Nearly eight years ago, thousands of Long Islanders lost their homes to superstorm Sandy. In a matter of hours, the storm swept up the South Shore, reducing those families’ largest and proudest investments to debris. It took years for them to recover. Some still have not.
Less than a decade later, we face a new storm that may be even more devastating. The COVID-19 crisis is taking the lives of our neighbors, friends, and family members while ravaging our economy. And, for many New Yorkers, it now threatens to sweep away their livelihoods and their homes as well.
As many homeowners lose their jobs and burn through savings, they are understandably not able to pay their mortgages. For some, who care for a sick family member or are sick themselves, those payments are impossible for them to make. They must be protected so that this temporary crisis does not cause them permanent harm.
The recently passed federal Coronavirus Aid, Relief and Economic Security Act took a step in the right direction, but we must do more to protect homeowners.
Long Island homeowners are particularly vulnerable to a mortgage crisis. As Newsday reported last week, Nassau and Suffolk homeowners faced some of the highest levels of housing distress in the country before the coronavirus outbreak. Suffolk residents need 55 percent of their income to afford an average-priced home, according to a recent study. And Nassau residents need a whopping 65 percent.
The CARES Act provided some assistance for these folks. The federal law allows homeowners to delay payments on federally backed mortgages up to 180 days during a period of “forbearance.” But this provision fails New York borrowers who do not have a federally owned or backed mortgage.
The related state law can be improved, too. New York residents with mortgages from state-regulated lenders are given 90 days of payment relief, but will encounter serious issues catching up.
A smarter and fairer approach would be to allow all homeowners to skip payments now by extending their mortgages at the end of the loan’s term, whenever that may be. So, for instance, if a mortgage payment cycle is scheduled to end in June 2040, and the homeowner needs to forgo their mortgage payment now for three months, payments would end in September of 2040 instead.

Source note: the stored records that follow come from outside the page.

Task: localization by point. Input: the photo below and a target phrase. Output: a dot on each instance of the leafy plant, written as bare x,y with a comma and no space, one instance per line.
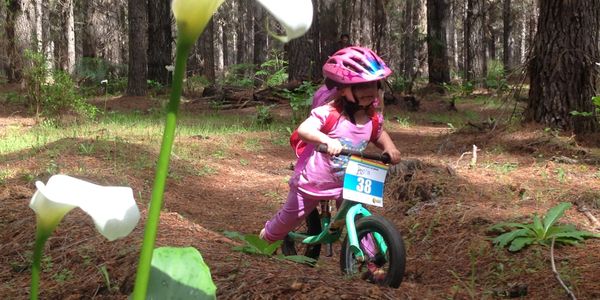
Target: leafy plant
541,231
263,114
180,273
255,245
300,100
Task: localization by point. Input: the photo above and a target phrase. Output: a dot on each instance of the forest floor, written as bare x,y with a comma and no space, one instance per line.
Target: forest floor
235,182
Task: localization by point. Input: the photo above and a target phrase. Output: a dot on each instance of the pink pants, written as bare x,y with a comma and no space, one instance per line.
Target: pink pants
296,208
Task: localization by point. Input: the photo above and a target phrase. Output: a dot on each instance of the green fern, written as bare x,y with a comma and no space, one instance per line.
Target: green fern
540,231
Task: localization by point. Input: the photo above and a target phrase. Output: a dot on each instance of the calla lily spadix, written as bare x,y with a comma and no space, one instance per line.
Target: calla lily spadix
193,15
112,208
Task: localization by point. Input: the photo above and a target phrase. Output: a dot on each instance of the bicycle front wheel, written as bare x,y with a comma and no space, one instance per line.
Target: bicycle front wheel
381,268
311,226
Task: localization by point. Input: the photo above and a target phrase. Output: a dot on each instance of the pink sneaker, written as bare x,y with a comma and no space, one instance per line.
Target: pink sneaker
374,272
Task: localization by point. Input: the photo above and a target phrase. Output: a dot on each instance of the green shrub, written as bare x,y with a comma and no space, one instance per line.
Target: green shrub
61,97
300,100
116,85
273,72
91,70
263,114
496,77
399,83
238,75
194,85
541,231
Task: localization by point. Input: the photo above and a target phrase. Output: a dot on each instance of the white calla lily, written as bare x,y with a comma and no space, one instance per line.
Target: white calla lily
295,16
112,208
193,15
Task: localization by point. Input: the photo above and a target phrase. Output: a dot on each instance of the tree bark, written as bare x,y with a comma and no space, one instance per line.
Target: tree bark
475,61
562,69
159,40
137,75
506,34
437,49
19,36
70,36
260,41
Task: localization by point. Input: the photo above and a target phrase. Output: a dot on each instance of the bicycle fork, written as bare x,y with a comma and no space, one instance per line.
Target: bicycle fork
354,210
325,219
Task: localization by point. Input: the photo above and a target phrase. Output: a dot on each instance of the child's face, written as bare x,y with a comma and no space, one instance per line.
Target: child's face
362,93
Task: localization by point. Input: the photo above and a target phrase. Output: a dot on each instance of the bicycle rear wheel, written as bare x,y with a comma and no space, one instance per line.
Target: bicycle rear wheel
383,269
310,226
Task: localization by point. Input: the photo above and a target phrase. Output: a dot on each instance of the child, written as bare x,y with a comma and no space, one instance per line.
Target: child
356,73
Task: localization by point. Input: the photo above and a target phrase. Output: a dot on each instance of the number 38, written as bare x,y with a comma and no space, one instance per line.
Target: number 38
364,185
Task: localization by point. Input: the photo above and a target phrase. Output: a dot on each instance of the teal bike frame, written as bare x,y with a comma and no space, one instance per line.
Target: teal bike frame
331,229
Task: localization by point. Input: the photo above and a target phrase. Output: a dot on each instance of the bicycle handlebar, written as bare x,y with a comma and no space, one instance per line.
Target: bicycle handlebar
382,157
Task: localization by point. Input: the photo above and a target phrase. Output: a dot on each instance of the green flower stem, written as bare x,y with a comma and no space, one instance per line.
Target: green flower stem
143,271
41,236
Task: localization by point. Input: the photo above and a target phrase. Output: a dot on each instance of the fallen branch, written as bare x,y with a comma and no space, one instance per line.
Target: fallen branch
557,275
473,159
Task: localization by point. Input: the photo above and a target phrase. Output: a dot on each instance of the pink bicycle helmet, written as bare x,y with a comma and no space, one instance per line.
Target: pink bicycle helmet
355,65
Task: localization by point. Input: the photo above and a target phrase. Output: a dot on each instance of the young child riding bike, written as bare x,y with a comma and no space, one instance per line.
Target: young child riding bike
356,74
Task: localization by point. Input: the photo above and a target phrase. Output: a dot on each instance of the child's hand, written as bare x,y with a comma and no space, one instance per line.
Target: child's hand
394,155
334,147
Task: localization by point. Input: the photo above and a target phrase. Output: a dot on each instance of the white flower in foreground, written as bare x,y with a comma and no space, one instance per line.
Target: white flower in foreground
112,208
295,16
193,15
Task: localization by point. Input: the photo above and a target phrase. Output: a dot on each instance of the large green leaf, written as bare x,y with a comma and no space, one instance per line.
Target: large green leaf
505,238
301,259
560,228
554,214
520,242
501,226
179,273
578,235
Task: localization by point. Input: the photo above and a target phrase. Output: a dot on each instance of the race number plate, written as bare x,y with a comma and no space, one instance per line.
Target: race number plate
364,181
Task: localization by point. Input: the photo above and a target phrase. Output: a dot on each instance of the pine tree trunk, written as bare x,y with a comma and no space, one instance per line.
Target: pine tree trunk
70,36
506,34
18,34
562,69
159,40
260,42
299,59
437,48
137,74
475,61
207,51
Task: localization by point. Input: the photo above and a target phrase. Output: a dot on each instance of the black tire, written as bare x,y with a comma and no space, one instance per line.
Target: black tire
310,226
393,263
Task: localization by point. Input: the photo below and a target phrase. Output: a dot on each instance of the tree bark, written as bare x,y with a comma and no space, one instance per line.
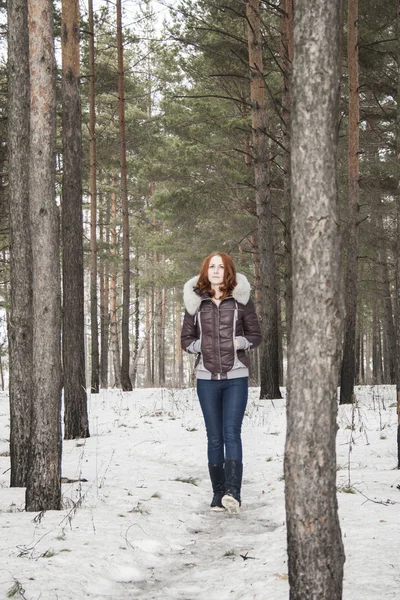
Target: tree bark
390,333
104,299
351,280
43,491
315,547
20,330
269,357
76,422
125,379
397,259
113,293
94,327
287,60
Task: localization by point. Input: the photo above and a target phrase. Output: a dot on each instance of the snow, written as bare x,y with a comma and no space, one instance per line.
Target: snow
140,526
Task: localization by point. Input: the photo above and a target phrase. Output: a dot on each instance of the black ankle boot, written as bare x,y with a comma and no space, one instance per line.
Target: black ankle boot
233,483
217,476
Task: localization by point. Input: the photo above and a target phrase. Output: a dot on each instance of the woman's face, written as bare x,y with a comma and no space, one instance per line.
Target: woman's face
216,270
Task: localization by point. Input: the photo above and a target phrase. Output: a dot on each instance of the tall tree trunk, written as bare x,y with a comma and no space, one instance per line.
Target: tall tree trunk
179,354
137,328
125,379
315,547
113,293
397,245
351,285
73,340
269,367
43,491
104,297
148,362
287,59
390,333
94,327
20,316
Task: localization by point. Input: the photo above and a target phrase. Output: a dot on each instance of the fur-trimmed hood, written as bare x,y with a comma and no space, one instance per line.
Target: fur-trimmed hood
192,301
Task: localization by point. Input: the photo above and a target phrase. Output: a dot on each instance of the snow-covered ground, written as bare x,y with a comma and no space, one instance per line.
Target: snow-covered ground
140,526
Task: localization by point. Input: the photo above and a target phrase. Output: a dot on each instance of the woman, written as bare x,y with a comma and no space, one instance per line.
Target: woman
220,323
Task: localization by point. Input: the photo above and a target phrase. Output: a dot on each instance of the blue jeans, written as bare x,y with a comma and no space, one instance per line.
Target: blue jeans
223,404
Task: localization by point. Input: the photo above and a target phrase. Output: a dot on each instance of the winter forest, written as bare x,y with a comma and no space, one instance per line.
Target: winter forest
139,136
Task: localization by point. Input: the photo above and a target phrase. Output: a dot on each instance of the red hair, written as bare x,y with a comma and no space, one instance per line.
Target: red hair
229,283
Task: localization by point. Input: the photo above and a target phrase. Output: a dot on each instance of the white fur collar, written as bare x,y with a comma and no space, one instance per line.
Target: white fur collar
192,301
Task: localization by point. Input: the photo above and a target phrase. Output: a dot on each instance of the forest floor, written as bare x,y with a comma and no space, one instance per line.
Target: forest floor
139,525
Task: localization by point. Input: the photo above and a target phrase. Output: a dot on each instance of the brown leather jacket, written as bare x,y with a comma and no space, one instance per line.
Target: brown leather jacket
210,330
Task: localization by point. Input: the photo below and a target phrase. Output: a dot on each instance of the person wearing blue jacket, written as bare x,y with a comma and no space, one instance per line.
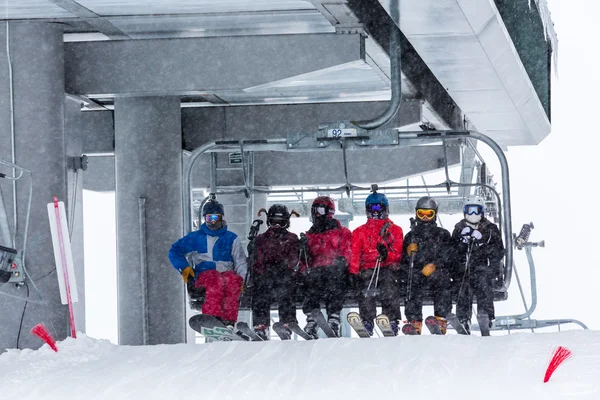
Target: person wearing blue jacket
213,259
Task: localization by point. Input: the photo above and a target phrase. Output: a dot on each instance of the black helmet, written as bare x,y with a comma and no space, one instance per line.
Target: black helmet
426,209
213,207
213,214
278,214
427,203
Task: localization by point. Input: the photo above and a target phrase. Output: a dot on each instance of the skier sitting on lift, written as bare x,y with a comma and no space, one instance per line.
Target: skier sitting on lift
426,255
324,258
274,271
479,253
213,258
376,254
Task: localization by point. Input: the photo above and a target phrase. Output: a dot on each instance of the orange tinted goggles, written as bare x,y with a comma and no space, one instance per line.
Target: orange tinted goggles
425,214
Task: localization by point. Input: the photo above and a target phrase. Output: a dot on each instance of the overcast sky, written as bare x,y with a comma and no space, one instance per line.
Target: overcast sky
553,184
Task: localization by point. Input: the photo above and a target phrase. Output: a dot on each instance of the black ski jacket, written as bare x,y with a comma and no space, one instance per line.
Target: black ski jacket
434,243
487,251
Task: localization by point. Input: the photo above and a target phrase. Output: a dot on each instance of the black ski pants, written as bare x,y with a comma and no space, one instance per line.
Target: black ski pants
327,284
440,285
476,282
387,290
276,285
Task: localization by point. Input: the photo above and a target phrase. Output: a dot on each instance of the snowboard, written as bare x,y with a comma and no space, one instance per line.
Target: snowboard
409,329
281,331
383,323
322,322
432,324
213,329
484,323
245,329
356,323
455,323
299,331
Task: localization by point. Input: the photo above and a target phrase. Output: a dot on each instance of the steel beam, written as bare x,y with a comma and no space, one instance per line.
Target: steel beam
196,66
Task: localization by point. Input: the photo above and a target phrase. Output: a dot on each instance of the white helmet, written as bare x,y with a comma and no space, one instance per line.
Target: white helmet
473,208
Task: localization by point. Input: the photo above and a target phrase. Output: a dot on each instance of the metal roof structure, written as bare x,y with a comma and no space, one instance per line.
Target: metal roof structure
465,44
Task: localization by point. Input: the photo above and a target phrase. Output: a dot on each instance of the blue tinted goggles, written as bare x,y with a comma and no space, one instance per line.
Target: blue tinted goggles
473,209
213,218
375,208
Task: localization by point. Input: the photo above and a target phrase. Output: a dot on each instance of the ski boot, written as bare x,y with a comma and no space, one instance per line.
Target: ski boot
369,326
262,331
395,327
311,328
334,323
229,324
418,325
466,323
443,323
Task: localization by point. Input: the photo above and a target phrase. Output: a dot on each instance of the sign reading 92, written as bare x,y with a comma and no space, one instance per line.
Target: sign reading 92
338,133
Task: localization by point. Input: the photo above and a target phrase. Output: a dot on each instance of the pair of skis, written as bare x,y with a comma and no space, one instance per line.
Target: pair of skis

Our goal as policymakers should be to offer homeowners as many flexible options as possible to suit each family’s needs. Under this proposal, a lender also could offer a single, interest-free payment that can be paid off at any time before the end of the mortgage or a no-interest payment plan. This allows homeowners to catch up on their payments without fear of foreclosure actions or damage to their credit. For many, it could be the difference between losing their homes and keeping them.
We will be supporting legislation on the federal and state levels to make these changes to the law on behalf of homeowners. We hope these provisions are approved swiftly and without opposition.

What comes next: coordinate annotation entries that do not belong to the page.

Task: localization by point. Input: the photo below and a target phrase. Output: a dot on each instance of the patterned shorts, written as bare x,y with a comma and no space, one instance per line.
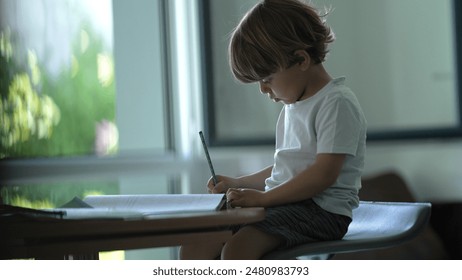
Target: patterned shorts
302,222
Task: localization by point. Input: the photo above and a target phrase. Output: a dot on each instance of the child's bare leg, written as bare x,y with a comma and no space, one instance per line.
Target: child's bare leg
201,251
249,243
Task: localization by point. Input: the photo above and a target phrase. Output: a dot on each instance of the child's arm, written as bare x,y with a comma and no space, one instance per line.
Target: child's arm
253,181
311,181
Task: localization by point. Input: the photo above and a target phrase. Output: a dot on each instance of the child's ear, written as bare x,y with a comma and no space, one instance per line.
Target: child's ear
304,59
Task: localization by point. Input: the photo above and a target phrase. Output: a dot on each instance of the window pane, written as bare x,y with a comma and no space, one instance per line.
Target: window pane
57,78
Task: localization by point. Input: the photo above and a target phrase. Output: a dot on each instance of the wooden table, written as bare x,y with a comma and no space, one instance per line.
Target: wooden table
48,238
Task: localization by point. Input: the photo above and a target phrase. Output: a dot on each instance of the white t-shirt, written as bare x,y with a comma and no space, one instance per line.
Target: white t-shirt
331,121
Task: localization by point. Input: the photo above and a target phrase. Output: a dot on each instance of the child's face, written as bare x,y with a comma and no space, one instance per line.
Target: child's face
287,86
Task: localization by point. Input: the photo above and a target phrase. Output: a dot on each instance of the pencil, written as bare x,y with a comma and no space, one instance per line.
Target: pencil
209,161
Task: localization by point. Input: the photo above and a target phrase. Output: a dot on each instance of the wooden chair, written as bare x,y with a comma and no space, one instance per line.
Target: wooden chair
375,225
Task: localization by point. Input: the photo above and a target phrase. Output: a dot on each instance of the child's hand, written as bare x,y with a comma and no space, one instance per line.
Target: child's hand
224,183
245,197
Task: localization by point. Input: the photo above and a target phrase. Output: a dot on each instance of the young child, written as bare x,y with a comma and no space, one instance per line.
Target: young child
310,190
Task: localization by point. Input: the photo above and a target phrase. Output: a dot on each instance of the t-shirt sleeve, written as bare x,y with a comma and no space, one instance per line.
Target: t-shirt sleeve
338,126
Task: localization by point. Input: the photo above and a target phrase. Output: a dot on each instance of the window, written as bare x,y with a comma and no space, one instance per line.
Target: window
136,153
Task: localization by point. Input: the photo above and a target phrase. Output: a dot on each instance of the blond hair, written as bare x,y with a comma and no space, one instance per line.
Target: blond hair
267,37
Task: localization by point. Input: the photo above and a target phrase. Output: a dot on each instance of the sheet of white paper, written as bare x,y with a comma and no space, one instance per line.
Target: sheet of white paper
156,203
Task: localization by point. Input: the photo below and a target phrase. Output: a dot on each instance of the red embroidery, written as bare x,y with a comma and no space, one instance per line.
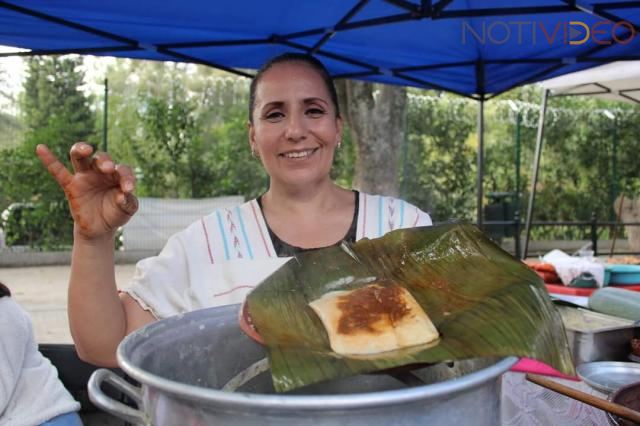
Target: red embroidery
206,236
232,290
391,211
417,217
364,214
232,230
264,241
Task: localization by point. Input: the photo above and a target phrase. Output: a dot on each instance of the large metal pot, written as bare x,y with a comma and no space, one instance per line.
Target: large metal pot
183,362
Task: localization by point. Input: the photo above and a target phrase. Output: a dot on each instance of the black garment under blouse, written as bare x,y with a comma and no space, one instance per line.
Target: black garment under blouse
284,249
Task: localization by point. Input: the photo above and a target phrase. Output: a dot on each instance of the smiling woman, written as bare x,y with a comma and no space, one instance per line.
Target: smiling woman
294,128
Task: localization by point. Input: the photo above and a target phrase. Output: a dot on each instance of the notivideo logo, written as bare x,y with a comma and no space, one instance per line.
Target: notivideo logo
565,32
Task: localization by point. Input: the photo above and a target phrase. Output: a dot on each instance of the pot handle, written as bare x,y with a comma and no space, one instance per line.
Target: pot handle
108,404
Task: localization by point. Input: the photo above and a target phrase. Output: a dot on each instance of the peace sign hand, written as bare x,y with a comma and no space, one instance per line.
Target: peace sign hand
99,192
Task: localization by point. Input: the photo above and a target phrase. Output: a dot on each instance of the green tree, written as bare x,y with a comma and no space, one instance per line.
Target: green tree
439,164
56,113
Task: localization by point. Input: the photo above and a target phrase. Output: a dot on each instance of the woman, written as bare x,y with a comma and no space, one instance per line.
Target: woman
294,128
30,392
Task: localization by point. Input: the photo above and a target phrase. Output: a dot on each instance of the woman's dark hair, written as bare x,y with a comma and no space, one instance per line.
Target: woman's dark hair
4,290
294,57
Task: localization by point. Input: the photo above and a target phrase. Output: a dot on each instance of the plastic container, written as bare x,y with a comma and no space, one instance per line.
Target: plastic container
624,274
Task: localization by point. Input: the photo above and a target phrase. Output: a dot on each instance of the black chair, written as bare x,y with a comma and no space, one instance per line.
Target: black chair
74,374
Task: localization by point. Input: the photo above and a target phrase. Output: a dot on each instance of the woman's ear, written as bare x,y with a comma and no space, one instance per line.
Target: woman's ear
252,136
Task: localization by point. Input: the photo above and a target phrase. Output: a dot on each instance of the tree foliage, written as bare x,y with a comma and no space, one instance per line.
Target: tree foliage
55,113
183,129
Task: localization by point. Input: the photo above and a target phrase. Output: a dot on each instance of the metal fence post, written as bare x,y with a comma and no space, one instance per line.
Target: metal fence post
516,234
594,233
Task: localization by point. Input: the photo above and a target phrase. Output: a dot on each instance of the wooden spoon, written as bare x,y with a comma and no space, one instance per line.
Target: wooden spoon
603,404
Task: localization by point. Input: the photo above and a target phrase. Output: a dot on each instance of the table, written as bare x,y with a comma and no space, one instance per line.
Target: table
527,404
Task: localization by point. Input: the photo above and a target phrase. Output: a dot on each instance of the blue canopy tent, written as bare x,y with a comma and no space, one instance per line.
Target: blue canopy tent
473,48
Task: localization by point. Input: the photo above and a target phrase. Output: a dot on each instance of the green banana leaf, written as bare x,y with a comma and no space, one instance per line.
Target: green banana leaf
483,301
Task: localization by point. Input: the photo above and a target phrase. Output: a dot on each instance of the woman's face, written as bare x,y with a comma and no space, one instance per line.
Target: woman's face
295,129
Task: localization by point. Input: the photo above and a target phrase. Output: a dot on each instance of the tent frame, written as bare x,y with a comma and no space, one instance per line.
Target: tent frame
408,11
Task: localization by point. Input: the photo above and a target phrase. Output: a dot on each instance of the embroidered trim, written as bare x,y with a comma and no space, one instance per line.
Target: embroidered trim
224,237
364,214
233,289
244,232
206,236
264,241
232,231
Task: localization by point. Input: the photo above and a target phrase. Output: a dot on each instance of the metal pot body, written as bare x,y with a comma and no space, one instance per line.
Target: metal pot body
184,361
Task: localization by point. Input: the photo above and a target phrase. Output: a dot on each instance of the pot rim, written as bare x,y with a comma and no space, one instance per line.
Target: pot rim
313,402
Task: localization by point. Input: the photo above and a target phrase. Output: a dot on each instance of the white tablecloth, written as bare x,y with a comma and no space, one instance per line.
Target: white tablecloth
527,404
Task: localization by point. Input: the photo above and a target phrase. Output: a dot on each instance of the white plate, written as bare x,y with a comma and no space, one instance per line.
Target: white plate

Long Island knows all too well the damage done by natural disasters. But we are not victims; we are survivors.
In times like these, it is the government’s job to do what it can to provide shelter in the storm. If it does, when the clouds clear, New Yorkers will return resilient and strong, as we always do.
U.S. Rep. Kathleen Rice (D-Garden City) represents the 4th Congressional District, and State Sen. Todd Kaminsky (D-Long Beach) represents the South Shore. State Sen. Brian Kavanagh (D-Manhattan) chairs the housing committee.